1. Most patients are scheduled for this procedure. If there are any emergencies, discuss the case with the neuroradiology attending staff before sending for the patient.
2. Include the following possible risks and complications on the consent form and have the patient acknowledge appropriate areas: headache; bleeding; infection; seizures; nausea; vomiting; damage to nerves; paralysis; bowel, bladder, and muscle dysfunction; allergic reaction to contrast; and death. If the patient has a clotting disorder or low platelets (platelets need to be at least 50,000 to perform a lumbar puncture), be especially careful. Myelography on anticoagulated patients is usually avoided, if possible.
3. Check the patient’s chart for allergies, as well as whether the patient is taking any of the medications that may either lower the seizure threshold (although not an absolute contraindication since the introduction of nonionic hypo-osmolar contrast media). Some physicians will stop these medications before myelography (the risk of seizures is <1%), while some may perform the study without discontinuing such medications. The inserts for iohexol and iopamidol approach this issue in such a way that the decision is left to the physician. We currently do not discontinue these medications prior to myelography. Patients taking platelet inhibitors are at risk for epidural hematoma and subarachnoid hemorrhage from a lumbar or a cervical puncture. Aspirin and Plavix should be discontinued at least 5 days before myelography. (Please note that some aspirin is relative contraindication and always represents a risk vs. benefit situation. For example, if a patient is on aspirin for stroke it is best to continue while it is best not to if aspirin is being taken for a condition such as minor aches). Antiinflammatory drugs with mild platelet inhibition such as ibuprofen are not a contraindication to lumbar puncture. If there is no opportunity to discontinue an antiplatelet medication before myelography, then the user of small-bore needle (22-gauge) is advised.
4. One of the most common problems during a myelogram is a vasovagal reaction, that is, the patient has nausea, sweating, cold clammy appearance, hypotension, and bradycardia. Be prepared to treat it with IV fluids and atropine. In some instances (particularly with young males who seem to have more vasovagal reactions), it is advisable to place an IV line before the myelogram.
5. Usually inject at L2-L3. Remember that the majority of pathology is at L4-L5 or L5-S1 levels. Stay away from higher levels because that is where the conus is located (i.e., T12-L1 or L1-L2). When injecting, use the “puffmethod” and look for the contrast to flow downward with the table angled slightly caudally If there is a question about the injection being sub dural, leave the needle in, do not inject any more media, and call attending staff . A lateral cross-table radiograph will clearly show the position of the needle and of the injected contrast. We always begin with a 22-gauge spinal needle. We use a standard bevel-tip needle, but a blunt-tip needle may also be used.
6. For pediatric patients, talk with attending staff first because general anesthesia is usually used. Find out if the patient has had an MR imaging study first (usually the MR should be done before the myelogram as it almost always answers the majority of questions).
7. All patients have a CT study after the myelogram. Inform the CT technologist what levels need to be scanned based on the findings of the conventional myelogram.
8. Ask women about the possibility of pregnancy. If unsure, get a urine pregnancy test stat.
9. When doing a cervical myelogram from the lumbar route, if you see contrast outlining the basilar artery along the clivus or if the patient complains of headache, tilt the patient back down because contrast media is going up into the head and may induce seizures.

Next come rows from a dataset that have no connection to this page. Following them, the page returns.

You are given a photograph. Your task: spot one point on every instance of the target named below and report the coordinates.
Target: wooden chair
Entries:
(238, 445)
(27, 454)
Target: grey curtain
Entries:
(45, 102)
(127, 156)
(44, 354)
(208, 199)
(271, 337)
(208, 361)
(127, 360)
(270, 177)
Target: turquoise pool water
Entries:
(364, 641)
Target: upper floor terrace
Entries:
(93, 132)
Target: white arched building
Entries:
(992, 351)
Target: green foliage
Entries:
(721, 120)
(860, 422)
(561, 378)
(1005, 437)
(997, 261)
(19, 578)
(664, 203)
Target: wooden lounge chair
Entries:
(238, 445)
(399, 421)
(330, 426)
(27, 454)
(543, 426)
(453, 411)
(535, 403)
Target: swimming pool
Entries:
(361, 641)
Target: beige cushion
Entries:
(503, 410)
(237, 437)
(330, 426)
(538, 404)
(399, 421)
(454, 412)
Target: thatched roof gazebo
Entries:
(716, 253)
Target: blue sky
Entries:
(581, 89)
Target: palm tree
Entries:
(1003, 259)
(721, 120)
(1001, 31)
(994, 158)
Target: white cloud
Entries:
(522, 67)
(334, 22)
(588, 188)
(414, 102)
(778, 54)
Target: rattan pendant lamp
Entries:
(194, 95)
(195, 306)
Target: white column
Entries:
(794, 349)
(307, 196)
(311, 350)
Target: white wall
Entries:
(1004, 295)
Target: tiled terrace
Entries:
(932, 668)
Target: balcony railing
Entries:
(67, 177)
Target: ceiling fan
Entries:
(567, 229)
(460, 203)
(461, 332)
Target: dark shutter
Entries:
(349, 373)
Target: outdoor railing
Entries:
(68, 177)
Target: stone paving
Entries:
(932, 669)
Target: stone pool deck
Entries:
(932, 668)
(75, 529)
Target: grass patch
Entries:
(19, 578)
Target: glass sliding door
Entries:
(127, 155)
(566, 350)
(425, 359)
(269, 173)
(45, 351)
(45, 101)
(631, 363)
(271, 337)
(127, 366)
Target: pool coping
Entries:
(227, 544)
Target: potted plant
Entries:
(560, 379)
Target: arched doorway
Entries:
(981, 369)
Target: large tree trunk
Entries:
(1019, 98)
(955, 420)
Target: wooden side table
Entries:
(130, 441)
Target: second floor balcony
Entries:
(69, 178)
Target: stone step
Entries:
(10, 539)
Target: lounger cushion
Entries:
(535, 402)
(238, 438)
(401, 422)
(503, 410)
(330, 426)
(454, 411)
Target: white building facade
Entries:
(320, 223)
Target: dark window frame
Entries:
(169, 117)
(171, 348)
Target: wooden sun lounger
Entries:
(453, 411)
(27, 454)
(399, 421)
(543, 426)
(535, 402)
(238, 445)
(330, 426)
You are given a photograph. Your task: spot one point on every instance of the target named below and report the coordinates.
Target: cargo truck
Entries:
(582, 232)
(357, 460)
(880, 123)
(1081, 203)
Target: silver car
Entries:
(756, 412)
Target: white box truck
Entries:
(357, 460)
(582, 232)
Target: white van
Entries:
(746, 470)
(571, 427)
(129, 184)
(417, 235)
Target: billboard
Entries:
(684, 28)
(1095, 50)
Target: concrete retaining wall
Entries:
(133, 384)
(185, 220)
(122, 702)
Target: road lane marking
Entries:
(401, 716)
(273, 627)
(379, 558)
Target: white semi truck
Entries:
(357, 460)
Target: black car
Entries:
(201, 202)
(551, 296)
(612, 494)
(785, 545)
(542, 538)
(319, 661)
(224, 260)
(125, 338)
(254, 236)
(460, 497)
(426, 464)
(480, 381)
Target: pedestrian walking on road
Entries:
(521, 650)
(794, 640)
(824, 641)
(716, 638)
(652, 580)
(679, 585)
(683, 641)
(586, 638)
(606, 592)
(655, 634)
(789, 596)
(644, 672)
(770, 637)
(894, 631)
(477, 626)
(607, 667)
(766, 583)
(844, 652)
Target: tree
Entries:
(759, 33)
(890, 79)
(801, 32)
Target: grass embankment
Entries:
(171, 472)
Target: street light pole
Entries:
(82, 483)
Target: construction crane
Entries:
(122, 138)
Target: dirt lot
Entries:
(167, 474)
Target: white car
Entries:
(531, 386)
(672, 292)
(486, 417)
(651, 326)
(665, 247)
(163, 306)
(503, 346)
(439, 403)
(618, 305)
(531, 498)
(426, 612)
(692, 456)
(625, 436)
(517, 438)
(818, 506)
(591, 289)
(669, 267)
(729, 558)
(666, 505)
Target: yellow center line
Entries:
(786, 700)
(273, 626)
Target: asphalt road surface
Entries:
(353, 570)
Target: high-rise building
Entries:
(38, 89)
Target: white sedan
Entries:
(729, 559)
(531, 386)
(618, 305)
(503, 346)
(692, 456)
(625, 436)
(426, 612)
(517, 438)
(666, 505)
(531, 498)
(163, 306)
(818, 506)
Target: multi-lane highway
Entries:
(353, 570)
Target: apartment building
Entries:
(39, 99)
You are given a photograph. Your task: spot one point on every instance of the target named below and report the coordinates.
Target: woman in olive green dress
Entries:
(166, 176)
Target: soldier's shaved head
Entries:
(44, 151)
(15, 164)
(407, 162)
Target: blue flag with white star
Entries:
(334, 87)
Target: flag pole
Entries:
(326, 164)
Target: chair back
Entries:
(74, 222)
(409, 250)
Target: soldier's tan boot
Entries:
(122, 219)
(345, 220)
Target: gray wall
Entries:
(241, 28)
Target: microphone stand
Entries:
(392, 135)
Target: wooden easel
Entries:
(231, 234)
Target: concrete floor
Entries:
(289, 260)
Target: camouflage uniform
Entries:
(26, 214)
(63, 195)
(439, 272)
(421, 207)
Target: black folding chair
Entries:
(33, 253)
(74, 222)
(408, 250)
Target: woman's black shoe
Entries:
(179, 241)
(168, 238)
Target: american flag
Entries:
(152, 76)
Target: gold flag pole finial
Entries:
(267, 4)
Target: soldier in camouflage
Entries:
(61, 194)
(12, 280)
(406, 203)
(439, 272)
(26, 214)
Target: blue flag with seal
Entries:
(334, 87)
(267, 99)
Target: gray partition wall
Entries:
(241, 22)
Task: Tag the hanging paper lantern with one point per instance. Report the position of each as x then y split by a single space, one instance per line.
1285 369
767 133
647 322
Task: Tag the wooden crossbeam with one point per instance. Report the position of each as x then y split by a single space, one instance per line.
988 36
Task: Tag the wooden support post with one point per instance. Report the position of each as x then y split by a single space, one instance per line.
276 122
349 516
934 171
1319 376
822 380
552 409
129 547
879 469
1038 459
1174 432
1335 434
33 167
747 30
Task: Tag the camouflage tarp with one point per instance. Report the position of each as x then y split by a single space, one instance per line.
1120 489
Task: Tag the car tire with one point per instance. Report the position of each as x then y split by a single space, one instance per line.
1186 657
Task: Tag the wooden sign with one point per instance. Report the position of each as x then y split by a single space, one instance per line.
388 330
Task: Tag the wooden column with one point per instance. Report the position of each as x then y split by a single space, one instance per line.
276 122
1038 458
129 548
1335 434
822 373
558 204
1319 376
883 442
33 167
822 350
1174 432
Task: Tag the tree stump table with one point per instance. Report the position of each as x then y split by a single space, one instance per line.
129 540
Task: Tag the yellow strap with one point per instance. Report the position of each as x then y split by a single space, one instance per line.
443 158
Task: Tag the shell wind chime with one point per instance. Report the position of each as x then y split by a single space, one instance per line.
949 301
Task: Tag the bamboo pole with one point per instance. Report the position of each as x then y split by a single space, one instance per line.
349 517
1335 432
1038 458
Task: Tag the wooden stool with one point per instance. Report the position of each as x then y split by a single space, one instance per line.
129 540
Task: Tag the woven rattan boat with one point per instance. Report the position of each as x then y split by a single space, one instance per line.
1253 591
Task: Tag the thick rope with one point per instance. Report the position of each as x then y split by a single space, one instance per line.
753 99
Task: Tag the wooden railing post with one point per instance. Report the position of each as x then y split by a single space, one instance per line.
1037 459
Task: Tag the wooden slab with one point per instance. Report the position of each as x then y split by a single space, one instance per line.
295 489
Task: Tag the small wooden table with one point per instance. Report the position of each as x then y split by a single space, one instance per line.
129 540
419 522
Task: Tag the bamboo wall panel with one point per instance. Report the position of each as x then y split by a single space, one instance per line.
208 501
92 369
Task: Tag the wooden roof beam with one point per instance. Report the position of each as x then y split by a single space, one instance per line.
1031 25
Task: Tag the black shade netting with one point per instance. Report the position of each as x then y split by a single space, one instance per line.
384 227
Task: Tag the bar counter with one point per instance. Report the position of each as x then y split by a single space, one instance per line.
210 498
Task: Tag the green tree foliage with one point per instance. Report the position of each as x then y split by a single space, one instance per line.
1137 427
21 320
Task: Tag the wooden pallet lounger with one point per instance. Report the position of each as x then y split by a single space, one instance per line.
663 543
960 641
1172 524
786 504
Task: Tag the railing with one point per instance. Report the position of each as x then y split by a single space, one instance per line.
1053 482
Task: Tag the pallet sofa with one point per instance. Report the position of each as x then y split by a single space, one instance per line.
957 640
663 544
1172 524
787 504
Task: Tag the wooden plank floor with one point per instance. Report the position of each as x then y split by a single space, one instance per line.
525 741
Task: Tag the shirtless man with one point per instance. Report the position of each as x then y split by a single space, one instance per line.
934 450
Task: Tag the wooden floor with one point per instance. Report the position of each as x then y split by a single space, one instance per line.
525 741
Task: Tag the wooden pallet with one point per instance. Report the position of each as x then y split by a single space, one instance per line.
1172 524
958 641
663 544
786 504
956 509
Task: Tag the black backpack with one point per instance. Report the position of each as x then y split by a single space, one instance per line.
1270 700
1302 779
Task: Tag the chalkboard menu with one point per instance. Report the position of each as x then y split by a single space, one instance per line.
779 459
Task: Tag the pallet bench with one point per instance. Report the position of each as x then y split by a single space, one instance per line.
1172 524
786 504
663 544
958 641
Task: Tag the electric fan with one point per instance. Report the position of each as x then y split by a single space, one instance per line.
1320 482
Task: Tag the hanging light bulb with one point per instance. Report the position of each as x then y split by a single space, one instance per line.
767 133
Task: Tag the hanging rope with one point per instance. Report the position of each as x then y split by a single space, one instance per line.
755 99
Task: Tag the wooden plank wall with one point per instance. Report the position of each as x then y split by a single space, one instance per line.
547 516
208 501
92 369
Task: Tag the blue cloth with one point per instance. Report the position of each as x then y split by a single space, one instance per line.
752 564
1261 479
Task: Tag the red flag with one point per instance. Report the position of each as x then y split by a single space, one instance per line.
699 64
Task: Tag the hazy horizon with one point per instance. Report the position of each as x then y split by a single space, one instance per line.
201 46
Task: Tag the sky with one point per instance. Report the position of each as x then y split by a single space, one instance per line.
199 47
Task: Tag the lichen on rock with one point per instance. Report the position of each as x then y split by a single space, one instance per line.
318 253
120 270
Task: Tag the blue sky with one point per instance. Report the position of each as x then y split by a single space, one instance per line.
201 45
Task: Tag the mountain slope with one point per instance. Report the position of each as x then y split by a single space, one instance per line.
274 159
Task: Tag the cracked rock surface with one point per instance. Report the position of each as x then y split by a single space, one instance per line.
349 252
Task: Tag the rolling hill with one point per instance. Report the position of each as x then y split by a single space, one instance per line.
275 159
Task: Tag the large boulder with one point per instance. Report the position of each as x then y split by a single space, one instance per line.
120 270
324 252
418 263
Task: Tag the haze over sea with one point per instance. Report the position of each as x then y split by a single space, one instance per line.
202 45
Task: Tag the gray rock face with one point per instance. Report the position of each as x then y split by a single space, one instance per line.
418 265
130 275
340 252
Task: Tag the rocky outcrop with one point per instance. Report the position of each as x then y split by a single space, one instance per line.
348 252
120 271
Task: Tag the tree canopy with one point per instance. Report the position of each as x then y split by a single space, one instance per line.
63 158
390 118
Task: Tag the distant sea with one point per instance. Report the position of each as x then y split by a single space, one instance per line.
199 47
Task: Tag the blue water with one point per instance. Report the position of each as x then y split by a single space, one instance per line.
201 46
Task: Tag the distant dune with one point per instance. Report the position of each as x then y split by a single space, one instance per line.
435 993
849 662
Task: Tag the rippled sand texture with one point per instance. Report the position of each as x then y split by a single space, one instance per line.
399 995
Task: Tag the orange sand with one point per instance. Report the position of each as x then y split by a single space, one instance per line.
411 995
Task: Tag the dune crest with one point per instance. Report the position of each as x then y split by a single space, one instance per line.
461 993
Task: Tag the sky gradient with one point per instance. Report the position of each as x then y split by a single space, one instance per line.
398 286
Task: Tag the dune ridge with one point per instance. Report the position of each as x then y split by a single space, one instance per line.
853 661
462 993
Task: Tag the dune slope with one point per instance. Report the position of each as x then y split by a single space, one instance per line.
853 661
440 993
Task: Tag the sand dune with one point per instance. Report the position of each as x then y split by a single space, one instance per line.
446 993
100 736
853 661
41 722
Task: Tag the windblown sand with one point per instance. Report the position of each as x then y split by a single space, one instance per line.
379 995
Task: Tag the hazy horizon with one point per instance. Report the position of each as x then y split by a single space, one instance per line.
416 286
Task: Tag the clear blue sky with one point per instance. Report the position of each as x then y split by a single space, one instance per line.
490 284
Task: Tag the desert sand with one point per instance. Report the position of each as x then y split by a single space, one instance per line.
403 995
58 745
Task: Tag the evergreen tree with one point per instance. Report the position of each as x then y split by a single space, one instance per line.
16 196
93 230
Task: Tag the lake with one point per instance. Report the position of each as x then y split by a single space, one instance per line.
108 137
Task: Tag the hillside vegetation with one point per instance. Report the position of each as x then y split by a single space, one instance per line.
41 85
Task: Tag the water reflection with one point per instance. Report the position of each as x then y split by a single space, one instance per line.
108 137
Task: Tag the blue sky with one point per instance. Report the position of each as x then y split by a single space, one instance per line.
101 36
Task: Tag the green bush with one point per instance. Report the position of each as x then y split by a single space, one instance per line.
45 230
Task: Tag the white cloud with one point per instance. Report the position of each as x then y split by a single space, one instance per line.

10. Suggested usage of contrast media myelography in adults is shown in the following table.
*Total dose of contrast should not exceed 3.0 gm of iodine. For cervical myelograms from a lumbar approach use 10 mL of 300 mg/mL.
11. If a complete myelogram is requested, do the thoracic area last (unless worried about a block, which usually occurs in the upper thoracic area and is encountered when running contrast media up to the cervical area). In cases of suspected spinal cord compression, inject contrast, to rule out cord compression, before removing any CSF. In the presence of a compressive lesion, removal of CSF may worsen the symptoms. However, contrast mixed with CSF does not hinder cytology of this fluid.
12. C1-C2 punctures may be done to outline the superior aspect in a region of cord compression or when lumbar access is not available (e.g., in patients with severe spondylosis). With the patient in a prone position and using cross-table fluoroscopy, a 22-gauge spinal needle is introduced into the posterior third of the spinal canal at the C1-C2 interspace. If the needle is in the subarachnoid space, there is always CSF return. Contrast is injected in order to fill completely the cervical canal. The amount of contrast needed is variable, but it is safe to stop injecting it when it reaches the inferior tip of the clivus.